The default distribution within JBoss 5.0 is apparently written to work with OpenLDAP, but this is a pluggable architecture meaning we could use JDBC ontop of our own identity store (Oracle) should we wish. Configuration changes where shown to have been made around the "login-config.xml" file.

Following a number of discussions on security over the course of the day it would appear that the work JBoss are undertaking on their security strategy is completely independent of Sun with their Josso project. In addition it does strike me that JBoss have made more advances into this area than Josso has been able too to date. All in all it certainly looks like JBossSX will prove a strong contender for software security measures we choose to investigate.

Introduction to JBoss Rules - Pete Bennett and Mark Proctor

Rules engines are a topic that we have considered a couple of times within the development team. The arguments around this have been quite fluid, making it a difficult for us to decide on a specific direction. I had hoped that I would be able to get a clearer impression from the conference on a suitable direction for Ufi and I believe I have achieved that, though not with the kind of result we would have liked.

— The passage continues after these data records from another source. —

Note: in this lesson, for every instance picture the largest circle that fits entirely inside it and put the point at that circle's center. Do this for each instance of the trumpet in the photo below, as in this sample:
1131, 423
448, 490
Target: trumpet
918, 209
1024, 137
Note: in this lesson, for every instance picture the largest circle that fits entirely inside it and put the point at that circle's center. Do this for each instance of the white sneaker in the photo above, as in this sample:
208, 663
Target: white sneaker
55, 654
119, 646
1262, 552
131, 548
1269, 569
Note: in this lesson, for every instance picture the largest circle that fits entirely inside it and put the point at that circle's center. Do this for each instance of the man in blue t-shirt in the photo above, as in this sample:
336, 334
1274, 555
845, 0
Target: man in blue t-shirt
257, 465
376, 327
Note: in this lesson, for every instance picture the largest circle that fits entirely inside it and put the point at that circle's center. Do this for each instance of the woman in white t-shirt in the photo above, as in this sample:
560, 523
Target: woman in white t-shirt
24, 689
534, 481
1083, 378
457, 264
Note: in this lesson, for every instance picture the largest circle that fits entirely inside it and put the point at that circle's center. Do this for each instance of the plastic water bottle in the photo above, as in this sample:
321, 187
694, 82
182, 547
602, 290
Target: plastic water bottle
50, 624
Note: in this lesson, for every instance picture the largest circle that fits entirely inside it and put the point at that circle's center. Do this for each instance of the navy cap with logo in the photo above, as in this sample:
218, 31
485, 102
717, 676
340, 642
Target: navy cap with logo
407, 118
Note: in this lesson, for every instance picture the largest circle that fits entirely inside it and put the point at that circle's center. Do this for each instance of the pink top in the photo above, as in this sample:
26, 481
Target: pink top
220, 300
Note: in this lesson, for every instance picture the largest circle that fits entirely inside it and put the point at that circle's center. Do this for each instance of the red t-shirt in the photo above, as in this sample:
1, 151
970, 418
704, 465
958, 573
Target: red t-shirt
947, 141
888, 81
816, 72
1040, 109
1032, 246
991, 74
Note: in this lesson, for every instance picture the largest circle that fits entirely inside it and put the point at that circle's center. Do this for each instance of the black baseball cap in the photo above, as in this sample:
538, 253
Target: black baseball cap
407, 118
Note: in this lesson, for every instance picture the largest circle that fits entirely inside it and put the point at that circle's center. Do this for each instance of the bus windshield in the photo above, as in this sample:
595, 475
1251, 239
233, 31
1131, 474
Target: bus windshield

JBoss Rules originates from the Drools technology. This is an advanced rules engine which takes rules and facts and makes assertions about them. From our perspective this means that if we write a set of business rules in DRL script, as used by the engine, we can then run these against sets of Fact objects (Hibernate objects?) to assert the results.

Rules engines, including JBossRules, look extremely appealing when considering aspects of the business such as the enrolment process and ILR. However, following discussion with the JBoss developers the fact remains that the technology is shown to work best on flat, static, data structures around which the rules are expected to change over time without any need to modify the underlying model. It is this which may make it difficult for us to realise the benefits of integrating a rules engine into something like the LASER codebase. It may still perhaps be possible for us to realise some benefits within FMI, but I suspect LASER is looking like a lost cause from this perspective unless there is some compelling reason supplied by a peripheral system.

Some interesting points about the session related to how well the tool support appears to have progressed for this technology. Plugins for Eclipse are now available for DRL, with all the usual syntax colouring, validation, etc, and DSL has evolved so that rules now have "natural language" support, making them more human readable. In addition debug and audit views were briefly shown in Eclipse, making it easy to trace activity within the engine.